As for explanation utility, we note that presenting both explanations side by side made it difficult to isolate the attention participants gave to each. However, our analysis using total time spent on a question found no evidence that longer engagement led to better preference for non-hallucinated explanations (p = 0.43 without controls; p = 0.38 with controls), nor to more accurate hallucination detection (p = 0.74 without controls; p = 1.00 with controls). This supports our finding that participants were not able to reliably detect hallucinations (Sec. 5.3), and further motivates the need for developing methods that inherently produce correct explanations.

The additional statistical analysis and relevant discussion will be added to the Appendix.

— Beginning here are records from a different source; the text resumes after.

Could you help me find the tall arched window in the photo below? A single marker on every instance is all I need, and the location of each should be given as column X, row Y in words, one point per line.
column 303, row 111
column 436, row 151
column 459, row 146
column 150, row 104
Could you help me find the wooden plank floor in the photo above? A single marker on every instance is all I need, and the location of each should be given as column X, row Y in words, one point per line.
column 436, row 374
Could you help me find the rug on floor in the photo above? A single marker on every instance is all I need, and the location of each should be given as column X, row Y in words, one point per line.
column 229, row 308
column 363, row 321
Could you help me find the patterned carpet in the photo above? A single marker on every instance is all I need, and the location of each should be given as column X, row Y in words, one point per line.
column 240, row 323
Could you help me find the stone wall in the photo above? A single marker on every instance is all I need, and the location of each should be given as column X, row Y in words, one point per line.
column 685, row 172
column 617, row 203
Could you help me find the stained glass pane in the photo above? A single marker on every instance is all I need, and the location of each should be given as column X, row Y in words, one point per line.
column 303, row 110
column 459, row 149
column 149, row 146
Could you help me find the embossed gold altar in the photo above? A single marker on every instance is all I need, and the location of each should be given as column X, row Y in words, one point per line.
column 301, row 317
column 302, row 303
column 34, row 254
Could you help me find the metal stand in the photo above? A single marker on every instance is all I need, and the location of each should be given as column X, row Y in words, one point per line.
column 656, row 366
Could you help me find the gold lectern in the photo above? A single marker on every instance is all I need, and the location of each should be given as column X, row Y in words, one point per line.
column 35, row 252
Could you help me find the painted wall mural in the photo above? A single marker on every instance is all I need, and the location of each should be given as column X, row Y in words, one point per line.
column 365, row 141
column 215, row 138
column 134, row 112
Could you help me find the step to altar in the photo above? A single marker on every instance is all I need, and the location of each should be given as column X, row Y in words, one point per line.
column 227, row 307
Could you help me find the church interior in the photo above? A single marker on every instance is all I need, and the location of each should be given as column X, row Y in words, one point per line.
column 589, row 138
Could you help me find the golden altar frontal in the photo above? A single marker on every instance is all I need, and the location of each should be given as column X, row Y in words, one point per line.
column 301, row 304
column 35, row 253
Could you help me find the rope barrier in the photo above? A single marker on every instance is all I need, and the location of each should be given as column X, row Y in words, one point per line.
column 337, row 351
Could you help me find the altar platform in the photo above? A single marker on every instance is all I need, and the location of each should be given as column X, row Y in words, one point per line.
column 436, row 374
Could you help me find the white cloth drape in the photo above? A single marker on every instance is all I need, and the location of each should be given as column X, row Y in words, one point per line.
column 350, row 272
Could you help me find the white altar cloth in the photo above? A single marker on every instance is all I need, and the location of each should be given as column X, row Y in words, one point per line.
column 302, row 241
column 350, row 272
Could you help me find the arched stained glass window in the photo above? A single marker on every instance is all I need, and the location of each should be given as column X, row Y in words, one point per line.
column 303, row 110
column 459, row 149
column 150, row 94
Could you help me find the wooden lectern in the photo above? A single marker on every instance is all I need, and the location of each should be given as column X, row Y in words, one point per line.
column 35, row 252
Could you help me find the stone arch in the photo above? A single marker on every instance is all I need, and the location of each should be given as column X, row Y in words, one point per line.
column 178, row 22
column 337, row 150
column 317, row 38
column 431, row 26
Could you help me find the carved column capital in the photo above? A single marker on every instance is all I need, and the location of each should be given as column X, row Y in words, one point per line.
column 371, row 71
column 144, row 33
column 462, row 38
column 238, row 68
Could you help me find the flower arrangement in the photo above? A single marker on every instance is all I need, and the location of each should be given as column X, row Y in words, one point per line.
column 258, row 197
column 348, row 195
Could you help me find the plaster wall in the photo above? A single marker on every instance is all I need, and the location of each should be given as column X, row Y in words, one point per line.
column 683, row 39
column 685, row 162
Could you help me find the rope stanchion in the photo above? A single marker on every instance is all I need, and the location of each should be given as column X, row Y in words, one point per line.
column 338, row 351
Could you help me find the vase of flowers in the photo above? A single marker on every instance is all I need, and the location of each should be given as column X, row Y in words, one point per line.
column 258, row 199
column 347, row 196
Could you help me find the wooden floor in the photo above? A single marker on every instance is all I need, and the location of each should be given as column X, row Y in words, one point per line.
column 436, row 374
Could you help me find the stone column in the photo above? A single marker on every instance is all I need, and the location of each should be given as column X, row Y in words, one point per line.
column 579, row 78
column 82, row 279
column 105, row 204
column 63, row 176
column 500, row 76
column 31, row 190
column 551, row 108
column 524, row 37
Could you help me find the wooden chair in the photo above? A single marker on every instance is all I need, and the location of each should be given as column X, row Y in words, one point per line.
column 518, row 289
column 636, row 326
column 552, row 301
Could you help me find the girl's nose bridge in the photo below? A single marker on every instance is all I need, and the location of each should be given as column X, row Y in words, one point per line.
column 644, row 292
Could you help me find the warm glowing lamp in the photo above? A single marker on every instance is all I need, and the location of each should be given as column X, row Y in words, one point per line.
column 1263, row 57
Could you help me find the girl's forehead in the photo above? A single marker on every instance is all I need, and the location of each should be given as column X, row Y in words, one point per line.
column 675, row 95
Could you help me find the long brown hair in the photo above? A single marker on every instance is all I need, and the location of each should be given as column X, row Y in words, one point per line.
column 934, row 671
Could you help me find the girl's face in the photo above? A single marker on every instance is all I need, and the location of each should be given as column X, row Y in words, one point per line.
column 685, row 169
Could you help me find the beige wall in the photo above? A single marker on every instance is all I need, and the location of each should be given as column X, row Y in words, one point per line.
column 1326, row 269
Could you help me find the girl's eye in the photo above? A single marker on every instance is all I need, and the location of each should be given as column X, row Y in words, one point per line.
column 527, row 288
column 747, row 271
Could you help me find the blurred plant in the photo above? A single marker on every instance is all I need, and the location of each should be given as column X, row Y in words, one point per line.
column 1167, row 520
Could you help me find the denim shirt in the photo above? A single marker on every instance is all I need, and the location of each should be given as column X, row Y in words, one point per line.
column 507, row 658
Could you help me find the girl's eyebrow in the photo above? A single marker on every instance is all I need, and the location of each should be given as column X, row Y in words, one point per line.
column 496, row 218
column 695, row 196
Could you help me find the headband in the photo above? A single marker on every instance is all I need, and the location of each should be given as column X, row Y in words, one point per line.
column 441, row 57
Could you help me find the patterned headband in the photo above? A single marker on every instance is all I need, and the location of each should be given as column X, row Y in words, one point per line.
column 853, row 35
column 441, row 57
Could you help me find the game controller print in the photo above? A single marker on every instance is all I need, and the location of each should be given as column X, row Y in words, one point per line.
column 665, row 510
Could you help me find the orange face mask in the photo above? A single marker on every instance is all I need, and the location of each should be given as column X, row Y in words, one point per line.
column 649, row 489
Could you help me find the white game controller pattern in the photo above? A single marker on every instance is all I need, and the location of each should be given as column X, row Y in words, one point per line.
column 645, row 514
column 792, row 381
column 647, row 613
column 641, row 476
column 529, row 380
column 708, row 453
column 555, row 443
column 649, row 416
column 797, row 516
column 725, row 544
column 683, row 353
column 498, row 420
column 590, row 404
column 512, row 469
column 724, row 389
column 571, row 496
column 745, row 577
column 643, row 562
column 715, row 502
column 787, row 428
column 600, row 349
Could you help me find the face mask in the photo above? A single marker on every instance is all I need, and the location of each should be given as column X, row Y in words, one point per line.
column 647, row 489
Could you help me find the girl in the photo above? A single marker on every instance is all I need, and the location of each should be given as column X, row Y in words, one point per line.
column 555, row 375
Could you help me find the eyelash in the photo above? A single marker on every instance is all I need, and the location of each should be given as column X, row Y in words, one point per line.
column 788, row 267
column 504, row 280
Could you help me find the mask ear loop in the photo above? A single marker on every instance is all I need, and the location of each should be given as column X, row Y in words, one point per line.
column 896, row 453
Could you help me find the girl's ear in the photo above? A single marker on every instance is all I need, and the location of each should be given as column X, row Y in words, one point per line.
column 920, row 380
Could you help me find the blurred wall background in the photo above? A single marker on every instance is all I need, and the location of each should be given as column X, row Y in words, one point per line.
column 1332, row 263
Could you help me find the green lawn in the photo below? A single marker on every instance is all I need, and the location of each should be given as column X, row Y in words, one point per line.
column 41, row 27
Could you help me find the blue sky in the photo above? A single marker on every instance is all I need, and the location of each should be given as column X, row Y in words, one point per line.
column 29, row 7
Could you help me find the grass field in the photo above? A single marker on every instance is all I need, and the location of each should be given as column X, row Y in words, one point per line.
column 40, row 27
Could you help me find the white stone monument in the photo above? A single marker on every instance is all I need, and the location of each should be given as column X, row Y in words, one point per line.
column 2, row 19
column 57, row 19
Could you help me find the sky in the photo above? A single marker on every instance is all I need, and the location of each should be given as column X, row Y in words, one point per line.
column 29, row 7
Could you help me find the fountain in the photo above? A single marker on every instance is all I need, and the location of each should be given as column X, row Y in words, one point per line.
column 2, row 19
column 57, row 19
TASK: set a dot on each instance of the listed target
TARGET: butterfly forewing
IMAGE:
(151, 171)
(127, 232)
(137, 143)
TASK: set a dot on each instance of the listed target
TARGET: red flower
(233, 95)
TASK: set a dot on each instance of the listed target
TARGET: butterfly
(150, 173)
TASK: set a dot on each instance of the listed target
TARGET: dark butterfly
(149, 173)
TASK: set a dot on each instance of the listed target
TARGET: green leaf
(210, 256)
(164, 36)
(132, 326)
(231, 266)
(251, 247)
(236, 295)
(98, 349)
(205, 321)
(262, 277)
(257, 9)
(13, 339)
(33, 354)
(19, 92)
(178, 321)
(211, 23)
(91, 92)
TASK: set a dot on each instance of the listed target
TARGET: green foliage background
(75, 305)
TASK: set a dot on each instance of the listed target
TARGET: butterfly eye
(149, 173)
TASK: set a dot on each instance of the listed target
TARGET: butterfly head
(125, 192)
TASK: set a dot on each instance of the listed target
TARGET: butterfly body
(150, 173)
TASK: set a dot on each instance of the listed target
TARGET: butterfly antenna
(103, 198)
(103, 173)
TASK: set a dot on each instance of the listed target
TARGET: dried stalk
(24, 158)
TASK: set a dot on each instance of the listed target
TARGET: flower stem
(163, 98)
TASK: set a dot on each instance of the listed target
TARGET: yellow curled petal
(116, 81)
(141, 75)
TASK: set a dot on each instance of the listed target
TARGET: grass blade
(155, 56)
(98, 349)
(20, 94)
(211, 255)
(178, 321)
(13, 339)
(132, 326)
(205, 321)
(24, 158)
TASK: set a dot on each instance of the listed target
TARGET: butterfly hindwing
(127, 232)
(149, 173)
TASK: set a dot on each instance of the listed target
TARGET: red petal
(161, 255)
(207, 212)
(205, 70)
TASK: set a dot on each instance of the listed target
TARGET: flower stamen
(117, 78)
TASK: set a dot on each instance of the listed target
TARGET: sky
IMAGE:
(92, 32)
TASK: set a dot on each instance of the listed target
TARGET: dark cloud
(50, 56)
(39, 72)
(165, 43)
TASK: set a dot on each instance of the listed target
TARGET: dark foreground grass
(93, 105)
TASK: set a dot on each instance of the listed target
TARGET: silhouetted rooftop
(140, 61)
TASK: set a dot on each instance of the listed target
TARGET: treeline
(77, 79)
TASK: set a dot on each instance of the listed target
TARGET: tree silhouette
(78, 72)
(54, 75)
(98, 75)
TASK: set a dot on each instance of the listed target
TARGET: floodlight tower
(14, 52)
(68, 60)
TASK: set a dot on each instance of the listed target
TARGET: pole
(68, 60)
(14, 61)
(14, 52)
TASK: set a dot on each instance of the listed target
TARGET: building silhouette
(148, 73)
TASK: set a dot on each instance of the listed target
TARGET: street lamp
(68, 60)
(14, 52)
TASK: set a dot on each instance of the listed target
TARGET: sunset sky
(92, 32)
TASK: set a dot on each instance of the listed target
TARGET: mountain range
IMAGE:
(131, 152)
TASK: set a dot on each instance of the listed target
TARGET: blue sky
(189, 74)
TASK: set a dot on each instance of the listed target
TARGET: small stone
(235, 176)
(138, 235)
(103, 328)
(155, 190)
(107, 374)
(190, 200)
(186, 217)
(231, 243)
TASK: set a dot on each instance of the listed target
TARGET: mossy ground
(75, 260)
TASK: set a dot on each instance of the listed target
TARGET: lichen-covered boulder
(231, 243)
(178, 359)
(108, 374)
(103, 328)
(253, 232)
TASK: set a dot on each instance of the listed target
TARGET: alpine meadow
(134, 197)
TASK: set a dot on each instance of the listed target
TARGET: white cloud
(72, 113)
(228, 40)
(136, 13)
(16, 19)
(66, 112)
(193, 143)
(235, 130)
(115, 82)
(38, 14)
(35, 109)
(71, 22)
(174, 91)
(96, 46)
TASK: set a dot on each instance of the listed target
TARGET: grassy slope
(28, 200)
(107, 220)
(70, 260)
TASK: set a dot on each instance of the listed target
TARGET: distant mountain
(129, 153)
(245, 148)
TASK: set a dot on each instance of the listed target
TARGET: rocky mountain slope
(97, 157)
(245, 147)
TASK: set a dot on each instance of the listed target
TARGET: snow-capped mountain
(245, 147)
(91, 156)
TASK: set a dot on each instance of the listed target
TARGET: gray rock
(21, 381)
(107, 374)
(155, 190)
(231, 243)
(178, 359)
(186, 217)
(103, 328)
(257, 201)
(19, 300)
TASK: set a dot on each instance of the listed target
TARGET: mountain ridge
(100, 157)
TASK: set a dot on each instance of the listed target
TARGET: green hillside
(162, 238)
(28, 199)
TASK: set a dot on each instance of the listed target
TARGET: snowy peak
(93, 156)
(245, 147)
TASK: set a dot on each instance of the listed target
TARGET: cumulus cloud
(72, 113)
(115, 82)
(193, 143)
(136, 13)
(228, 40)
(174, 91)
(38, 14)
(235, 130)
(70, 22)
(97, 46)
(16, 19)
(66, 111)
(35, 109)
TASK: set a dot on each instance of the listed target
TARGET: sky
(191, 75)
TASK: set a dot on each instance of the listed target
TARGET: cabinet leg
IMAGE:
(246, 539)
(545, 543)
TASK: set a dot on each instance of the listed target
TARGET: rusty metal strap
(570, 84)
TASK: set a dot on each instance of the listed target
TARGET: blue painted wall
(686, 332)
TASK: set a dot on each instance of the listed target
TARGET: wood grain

评论- Response to Reviewer d9mA (Part 2)

2025-06-02

Generalizability Concern

Regarding scalability to complex tasks, prior works have shown decision trees (and variants such as differentiable decision trees and gradient boosted decision trees [1][2]) are surprisingly effective at modeling even complex policies. In addition to the single-agent and multi-agent settings we examine in this work, previous papers have shown strong performance in continuous [3][4][5] and high-dimensional [2][6] state spaces as well as continuous control tasks [10]. So we have reason to believe that our approach would continue to perform well in a wide variety of tasks (beyond what we have already examined in this work). As such, we claim that our approach is model agnostic with respect to policies that can be represented by surrogate decision trees, which given our own experiments and the works above is a rather large set of models.